A Stranger in Tibet: The Adventures of a Wandering Zen Monk
- First edition
- Author: Scott Berry
- Genre: Biography/History/Travel
- Publisher: Kodansha International
- Publication date: Hardcover 1989, Paperback 1990
- Media type: Print (Hardcover and paperback)
- Pages: 314
- ISBN: 0-87011-858-7

= A Stranger in Tibet =

Book by Scott Berry

A Stranger in Tibet is the story of Ekai Kawaguchi and his travels in Tibet and Nepal at the turn of the 20th century. Kawaguchi, a Zen Buddhist monk, was the first Japanese explorer to enter Nepal, in 1897, and Tibet, in 1900. His goal was to find ancient copies of sanskrit documents related to Buddhism. Since Tibet was closed to foreigners at that time, Kawaguchi travelled disguised as a Chinese monk. The book is a combination biography, travel book and history of the region, and also explains differences in the beliefs and practices of different schools of Buddhism.

"...ultimately, Zen came to represent the antithesis of Tantric Buddhism with its elaborate secret doctrines and equally complex artistic tradition.

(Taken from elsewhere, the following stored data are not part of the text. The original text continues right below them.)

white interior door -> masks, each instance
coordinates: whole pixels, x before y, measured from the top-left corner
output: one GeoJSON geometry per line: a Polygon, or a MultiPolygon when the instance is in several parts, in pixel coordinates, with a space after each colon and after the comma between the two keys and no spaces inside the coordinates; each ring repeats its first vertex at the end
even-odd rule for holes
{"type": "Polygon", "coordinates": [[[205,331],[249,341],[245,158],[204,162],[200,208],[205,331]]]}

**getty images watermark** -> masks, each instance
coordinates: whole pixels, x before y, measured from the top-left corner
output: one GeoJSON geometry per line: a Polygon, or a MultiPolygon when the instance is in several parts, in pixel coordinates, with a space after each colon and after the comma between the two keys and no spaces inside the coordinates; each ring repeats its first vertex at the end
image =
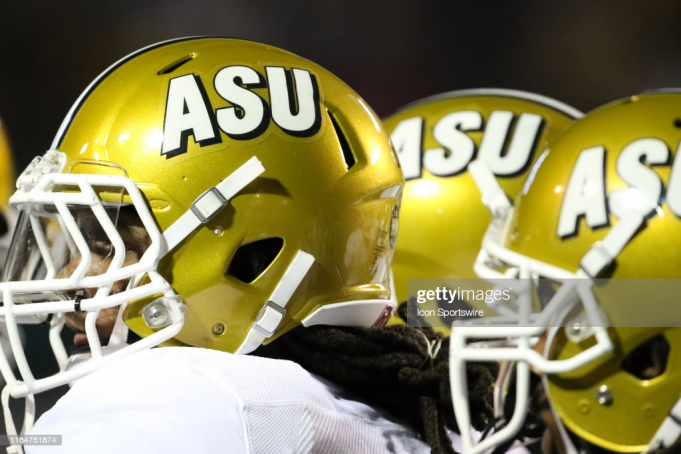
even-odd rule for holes
{"type": "Polygon", "coordinates": [[[511,289],[473,279],[410,279],[407,286],[410,326],[449,327],[456,320],[481,318],[491,303],[512,297],[511,289]]]}
{"type": "Polygon", "coordinates": [[[409,326],[451,327],[484,317],[494,326],[681,327],[681,279],[409,279],[407,292],[409,326]],[[597,310],[587,314],[582,295],[597,310]],[[528,306],[521,311],[521,304],[528,306]],[[543,314],[549,306],[570,310],[543,314]],[[521,312],[533,316],[521,323],[521,312]]]}
{"type": "Polygon", "coordinates": [[[491,304],[497,301],[509,301],[511,299],[512,288],[504,290],[482,290],[482,289],[462,289],[457,287],[450,289],[447,287],[435,287],[434,290],[417,290],[416,303],[425,304],[427,302],[437,302],[439,307],[424,308],[416,307],[416,314],[421,317],[484,317],[485,311],[483,309],[475,309],[470,304],[471,302],[479,302],[483,304],[491,304]],[[462,306],[462,303],[468,307],[447,308],[443,305],[457,305],[462,306]]]}

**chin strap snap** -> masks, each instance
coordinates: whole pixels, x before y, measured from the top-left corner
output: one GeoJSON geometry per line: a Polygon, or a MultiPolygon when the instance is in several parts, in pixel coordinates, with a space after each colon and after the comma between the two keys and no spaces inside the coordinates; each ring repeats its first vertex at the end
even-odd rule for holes
{"type": "Polygon", "coordinates": [[[232,172],[217,186],[208,189],[194,200],[192,206],[163,232],[166,240],[165,254],[187,238],[199,225],[213,219],[229,200],[265,171],[262,163],[253,156],[232,172]]]}
{"type": "Polygon", "coordinates": [[[267,303],[260,309],[258,317],[246,335],[246,339],[244,339],[239,349],[235,352],[237,355],[251,353],[260,347],[265,339],[272,337],[286,315],[288,301],[313,263],[314,257],[312,255],[307,252],[298,251],[293,262],[291,262],[286,270],[284,277],[277,284],[277,288],[274,289],[267,303]]]}

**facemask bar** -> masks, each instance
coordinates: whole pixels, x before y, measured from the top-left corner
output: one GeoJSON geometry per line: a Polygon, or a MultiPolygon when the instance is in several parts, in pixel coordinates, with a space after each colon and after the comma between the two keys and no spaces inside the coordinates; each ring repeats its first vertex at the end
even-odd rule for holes
{"type": "MultiPolygon", "coordinates": [[[[606,330],[606,320],[591,290],[592,279],[612,263],[644,219],[640,213],[635,212],[624,216],[602,242],[595,244],[584,255],[580,261],[580,269],[576,273],[571,273],[518,254],[504,246],[513,217],[513,207],[503,203],[503,198],[500,196],[503,191],[483,162],[478,161],[472,163],[471,166],[474,169],[472,171],[474,178],[480,184],[480,190],[484,195],[483,200],[496,200],[496,203],[490,207],[493,221],[484,236],[482,248],[475,263],[475,271],[483,279],[496,280],[496,282],[499,279],[508,280],[508,287],[512,286],[514,293],[519,296],[517,307],[500,311],[502,313],[500,317],[457,321],[452,327],[450,381],[455,416],[460,427],[470,426],[466,361],[518,362],[516,366],[517,398],[511,421],[506,427],[477,445],[473,444],[470,434],[462,434],[464,451],[479,454],[512,439],[520,430],[527,413],[530,365],[544,374],[563,373],[581,367],[613,350],[606,330]],[[502,273],[499,268],[505,268],[506,271],[502,273]],[[562,284],[544,310],[538,314],[531,314],[532,299],[529,282],[534,276],[548,277],[562,284]],[[579,302],[583,306],[590,327],[586,337],[594,336],[597,341],[596,345],[565,360],[549,360],[533,350],[532,338],[540,336],[547,329],[555,334],[557,328],[549,327],[560,326],[566,314],[579,302]],[[502,348],[497,345],[489,346],[489,343],[485,343],[486,348],[479,348],[479,344],[468,344],[469,339],[476,338],[510,338],[513,341],[507,340],[506,346],[502,348]]],[[[558,421],[560,424],[560,420],[558,421]]]]}
{"type": "MultiPolygon", "coordinates": [[[[9,412],[9,397],[26,397],[26,416],[24,427],[21,434],[30,430],[34,413],[34,394],[64,385],[87,375],[95,369],[108,364],[123,356],[146,350],[176,336],[184,325],[184,305],[181,298],[174,292],[168,282],[156,272],[158,261],[191,232],[202,223],[207,222],[215,216],[224,206],[244,186],[253,181],[258,175],[264,172],[260,161],[253,157],[234,173],[229,175],[216,188],[209,189],[202,194],[192,205],[192,209],[180,217],[165,234],[156,227],[154,218],[151,215],[144,196],[132,180],[111,175],[77,175],[61,174],[65,156],[55,150],[50,150],[42,158],[36,158],[29,168],[19,177],[17,187],[19,190],[11,197],[10,203],[18,209],[33,204],[54,205],[61,217],[61,222],[70,233],[76,248],[81,254],[81,263],[77,266],[74,273],[64,279],[55,279],[56,268],[50,268],[47,261],[50,260],[47,247],[47,239],[44,236],[36,236],[39,242],[39,250],[43,260],[48,266],[47,279],[40,281],[13,281],[0,283],[0,294],[3,296],[4,306],[0,308],[0,317],[4,318],[7,326],[8,338],[12,348],[12,354],[17,362],[17,368],[21,373],[22,380],[17,380],[9,366],[9,362],[0,351],[0,372],[3,374],[7,385],[2,393],[3,411],[5,413],[6,428],[8,434],[16,434],[16,428],[9,412]],[[37,170],[36,170],[37,169],[37,170]],[[78,187],[79,193],[51,192],[55,186],[78,187]],[[120,234],[107,215],[101,199],[98,197],[93,187],[120,187],[130,196],[133,206],[142,221],[151,244],[144,252],[139,262],[121,268],[125,257],[125,244],[120,234]],[[218,201],[216,203],[216,200],[218,201]],[[85,206],[92,209],[100,225],[104,229],[108,239],[114,248],[114,256],[109,268],[101,275],[85,276],[90,267],[91,253],[83,238],[68,205],[85,206]],[[40,244],[42,243],[42,244],[40,244]],[[46,259],[47,257],[47,259],[46,259]],[[141,278],[147,275],[150,283],[137,286],[141,278]],[[125,291],[117,294],[110,294],[114,282],[129,279],[130,283],[125,291]],[[97,288],[94,297],[82,300],[65,300],[38,302],[31,304],[15,304],[14,295],[21,293],[33,293],[35,291],[62,292],[64,290],[97,288]],[[102,347],[95,328],[95,321],[99,310],[106,307],[121,306],[128,301],[148,297],[155,294],[162,294],[164,304],[174,309],[174,316],[167,326],[156,331],[152,335],[140,341],[125,346],[124,348],[104,357],[102,347]],[[173,304],[175,306],[173,306],[173,304]],[[64,325],[64,314],[67,312],[87,311],[86,316],[86,335],[92,352],[92,361],[88,361],[78,368],[65,371],[68,362],[67,354],[59,337],[59,333],[64,325]],[[26,316],[39,317],[44,314],[53,314],[50,321],[50,343],[60,372],[36,380],[28,366],[26,357],[21,345],[18,332],[19,318],[26,316]]],[[[37,225],[36,225],[37,227],[37,225]]],[[[41,229],[37,229],[42,231],[41,229]]],[[[150,304],[154,304],[154,302],[150,304]]],[[[120,316],[120,314],[119,314],[120,316]]],[[[20,446],[11,446],[8,452],[22,452],[20,446]]]]}
{"type": "Polygon", "coordinates": [[[9,205],[0,205],[0,218],[5,219],[5,224],[7,226],[5,234],[0,235],[0,269],[5,268],[5,262],[9,255],[9,246],[12,242],[12,236],[14,235],[14,228],[17,224],[18,216],[19,213],[9,205]]]}
{"type": "MultiPolygon", "coordinates": [[[[20,316],[39,315],[45,313],[63,314],[65,312],[88,311],[86,316],[85,331],[88,337],[88,342],[94,358],[102,358],[101,343],[97,336],[97,331],[94,325],[97,314],[100,309],[106,307],[113,307],[120,305],[123,301],[129,301],[137,298],[151,296],[157,293],[164,295],[174,295],[170,285],[155,273],[155,266],[158,257],[161,255],[161,250],[164,246],[161,233],[158,231],[151,213],[149,212],[142,194],[134,183],[127,178],[117,176],[102,176],[102,175],[71,175],[71,174],[47,174],[44,175],[29,192],[18,191],[12,196],[11,203],[19,209],[30,209],[33,204],[54,205],[57,213],[66,227],[70,237],[75,243],[78,252],[81,255],[81,262],[76,267],[73,274],[64,279],[55,279],[56,269],[51,263],[49,254],[49,247],[47,246],[47,239],[44,235],[39,223],[35,218],[31,218],[30,222],[33,227],[36,241],[38,242],[38,249],[42,255],[43,262],[47,267],[47,276],[40,281],[14,281],[0,284],[0,291],[3,295],[4,307],[0,308],[0,316],[4,316],[10,332],[10,342],[15,358],[17,359],[17,367],[21,372],[23,384],[12,387],[13,397],[22,397],[28,393],[36,393],[44,391],[54,386],[59,386],[70,381],[73,377],[71,373],[63,373],[61,376],[48,377],[35,381],[28,368],[23,355],[23,349],[18,342],[15,342],[14,335],[11,334],[12,325],[17,323],[17,318],[20,316]],[[63,186],[77,186],[81,192],[79,193],[52,193],[49,192],[52,187],[56,185],[63,186]],[[115,225],[109,218],[101,200],[95,193],[93,186],[109,186],[121,187],[127,191],[133,200],[140,219],[147,230],[151,239],[151,244],[147,251],[143,254],[140,261],[136,264],[122,268],[125,258],[125,244],[116,230],[115,225]],[[89,207],[97,221],[104,230],[108,241],[113,246],[114,255],[106,272],[97,276],[85,276],[90,268],[92,255],[90,248],[85,241],[76,221],[69,210],[70,206],[85,206],[89,207]],[[151,283],[140,287],[132,288],[124,292],[110,295],[111,286],[114,282],[123,279],[130,279],[134,276],[141,276],[149,274],[151,283]],[[15,305],[14,295],[21,293],[29,293],[35,291],[41,292],[63,292],[65,290],[74,290],[79,288],[97,288],[96,294],[92,298],[82,300],[63,300],[52,302],[39,302],[32,304],[15,305]],[[53,379],[59,381],[53,382],[53,379]]],[[[56,350],[60,367],[64,366],[64,352],[61,342],[56,340],[57,331],[62,325],[60,317],[57,317],[51,325],[51,331],[55,334],[51,335],[53,349],[56,350]],[[55,348],[56,345],[56,348],[55,348]]],[[[165,333],[164,333],[165,334],[165,333]]],[[[75,371],[74,371],[75,372],[75,371]]],[[[8,377],[6,377],[7,380],[8,377]]],[[[9,377],[13,378],[13,377],[9,377]]],[[[7,380],[12,383],[15,380],[7,380]]]]}
{"type": "MultiPolygon", "coordinates": [[[[134,288],[137,287],[139,284],[139,280],[141,279],[142,276],[134,276],[133,278],[130,279],[130,282],[128,282],[128,288],[134,288]]],[[[109,343],[107,344],[107,347],[115,347],[117,345],[127,345],[128,341],[128,332],[130,331],[128,329],[128,325],[125,324],[125,321],[123,320],[123,313],[125,312],[125,308],[127,307],[127,302],[121,304],[120,309],[118,310],[118,315],[116,316],[116,322],[114,323],[113,330],[111,332],[111,336],[109,337],[109,343]]]]}
{"type": "MultiPolygon", "coordinates": [[[[548,356],[549,350],[551,348],[551,345],[553,345],[553,340],[555,339],[557,333],[558,333],[557,329],[551,329],[548,331],[546,336],[546,342],[544,343],[544,356],[548,356]]],[[[567,429],[565,428],[562,419],[560,419],[560,416],[558,416],[558,412],[556,411],[556,408],[553,405],[553,401],[551,400],[551,388],[549,387],[549,376],[547,374],[544,374],[544,376],[542,377],[542,383],[544,385],[544,392],[546,393],[546,398],[549,402],[549,408],[551,409],[551,413],[553,414],[553,420],[556,422],[556,425],[558,426],[558,432],[563,442],[563,446],[565,447],[565,453],[579,454],[579,451],[575,447],[574,443],[572,443],[572,439],[568,435],[567,429]]]]}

Tantric Buddhists tend to offer great respect to images and paintings, while a Zen master once made a point of burning a statue of the Buddha to keep warm. As much as Kawaguchi might at times disagree with certain aspects of Zen, particularly its aversion to book learning, the very fact that he came from a tradition so far removed from Tibet's Tantrism seemed to put him on a collision course with that country right from the beginning."